A real-time 3D visualization of hydrogen atom electron orbitals, built in C++ with raylib.
Solves the Schrödinger equation for hydrogen and renders the probability density as a point cloud of up to 500k particles. Each point represents a possible position of the electron — together they form the shape of the orbital.

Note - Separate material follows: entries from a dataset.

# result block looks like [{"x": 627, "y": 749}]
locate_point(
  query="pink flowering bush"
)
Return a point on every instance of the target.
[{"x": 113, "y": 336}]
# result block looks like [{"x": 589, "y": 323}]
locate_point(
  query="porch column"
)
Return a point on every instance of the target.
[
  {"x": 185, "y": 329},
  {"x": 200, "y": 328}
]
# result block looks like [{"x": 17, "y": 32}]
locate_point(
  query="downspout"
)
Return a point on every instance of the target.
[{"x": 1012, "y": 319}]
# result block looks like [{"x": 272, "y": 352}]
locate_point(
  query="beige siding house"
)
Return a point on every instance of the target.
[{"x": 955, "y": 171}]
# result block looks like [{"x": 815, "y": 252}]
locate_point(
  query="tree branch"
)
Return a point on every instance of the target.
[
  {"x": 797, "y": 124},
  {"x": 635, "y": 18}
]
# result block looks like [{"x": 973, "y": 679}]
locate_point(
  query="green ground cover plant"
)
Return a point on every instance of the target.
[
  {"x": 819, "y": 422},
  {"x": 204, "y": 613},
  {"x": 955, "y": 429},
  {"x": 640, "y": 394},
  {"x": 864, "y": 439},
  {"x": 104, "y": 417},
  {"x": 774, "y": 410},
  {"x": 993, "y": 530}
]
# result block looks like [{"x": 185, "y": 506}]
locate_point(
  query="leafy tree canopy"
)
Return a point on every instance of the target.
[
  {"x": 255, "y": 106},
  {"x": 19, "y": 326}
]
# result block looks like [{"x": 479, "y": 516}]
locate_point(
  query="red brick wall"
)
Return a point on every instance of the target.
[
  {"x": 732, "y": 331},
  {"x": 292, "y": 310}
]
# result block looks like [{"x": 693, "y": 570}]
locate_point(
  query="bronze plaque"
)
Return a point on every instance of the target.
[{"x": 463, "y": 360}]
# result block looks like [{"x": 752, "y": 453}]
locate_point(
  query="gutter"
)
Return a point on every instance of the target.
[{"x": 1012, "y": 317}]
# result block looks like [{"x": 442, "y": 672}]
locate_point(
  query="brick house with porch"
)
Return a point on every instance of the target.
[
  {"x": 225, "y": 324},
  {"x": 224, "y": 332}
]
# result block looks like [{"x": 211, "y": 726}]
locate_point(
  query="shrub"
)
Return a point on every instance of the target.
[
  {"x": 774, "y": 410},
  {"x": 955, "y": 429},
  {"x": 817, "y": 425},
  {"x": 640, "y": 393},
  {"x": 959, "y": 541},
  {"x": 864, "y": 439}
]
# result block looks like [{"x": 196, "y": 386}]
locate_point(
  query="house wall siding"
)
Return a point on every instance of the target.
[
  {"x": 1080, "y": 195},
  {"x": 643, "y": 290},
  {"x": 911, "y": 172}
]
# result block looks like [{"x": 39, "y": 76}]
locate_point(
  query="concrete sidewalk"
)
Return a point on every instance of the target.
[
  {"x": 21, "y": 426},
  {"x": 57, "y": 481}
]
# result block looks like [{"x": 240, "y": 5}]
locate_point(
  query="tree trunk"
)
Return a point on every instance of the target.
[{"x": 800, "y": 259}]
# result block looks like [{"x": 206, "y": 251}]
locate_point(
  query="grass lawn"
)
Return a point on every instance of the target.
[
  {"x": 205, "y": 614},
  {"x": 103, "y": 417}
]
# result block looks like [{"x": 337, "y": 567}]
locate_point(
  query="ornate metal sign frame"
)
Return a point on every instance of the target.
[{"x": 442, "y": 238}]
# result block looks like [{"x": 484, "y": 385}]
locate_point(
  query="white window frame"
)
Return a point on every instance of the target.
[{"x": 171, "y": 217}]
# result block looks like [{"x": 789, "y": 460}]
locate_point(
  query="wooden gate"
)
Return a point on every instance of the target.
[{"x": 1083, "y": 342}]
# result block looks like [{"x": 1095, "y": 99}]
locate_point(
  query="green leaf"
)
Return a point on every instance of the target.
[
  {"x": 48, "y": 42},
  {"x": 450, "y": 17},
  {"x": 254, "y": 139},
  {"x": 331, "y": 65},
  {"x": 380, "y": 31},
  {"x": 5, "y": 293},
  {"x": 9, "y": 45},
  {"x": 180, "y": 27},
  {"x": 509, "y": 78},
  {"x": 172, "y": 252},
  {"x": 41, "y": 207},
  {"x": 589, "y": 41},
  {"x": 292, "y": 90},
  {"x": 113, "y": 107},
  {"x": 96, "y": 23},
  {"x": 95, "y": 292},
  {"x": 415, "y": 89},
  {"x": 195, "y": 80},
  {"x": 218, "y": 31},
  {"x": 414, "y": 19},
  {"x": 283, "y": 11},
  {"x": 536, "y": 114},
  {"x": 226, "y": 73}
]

- Exact radial (associated Laguerre) and angular (associated Legendre) wave functions
- CDF sampling for accurate probability density point clouds
- Custom GPU shader with impostor-sphere lighting and inferno colormap
- Probability current animation for m≠0 orbitals
- Energy level diagram with animated absorption/emission transitions
- Fine structure energy corrections
- Bohr orbit ring overlays
- Orbitals up to n=6, with 6 quick presets
Requires a C++17 compiler and X11 dev headers on Linux. raylib is pulled in as a submodule and gets built automatically on the first run.
sudo apt install build-essential libx11-dev # if you don't have these already
git clone --recursive https://github.com/Albab-Hasan/Physics-Simulation.git
cd Physics-Simulation
make run-atom
Controls are shown on screen (press H to toggle).
- W/S — energy level (n)
- A/D — orbital shape (l)
- Q/E — magnetic number (m)
- 1–6 — orbital presets
- Mouse drag — rotate, Scroll — zoom
- [/] — point size, +/- — animation speed
- P — toggle phase flow, Space — pause
- B — Bohr rings, N — nucleus, X — axes
- F11 — fullscreen, F12 — screenshot
Code follows Google C++ Style Guide.
Inspired by kavan's video on simulating atoms in C++ — his orbital visualizations are what got me interested in building my own version. The physics follows standard quantum mechanics (Griffiths, Introduction to Quantum Mechanics).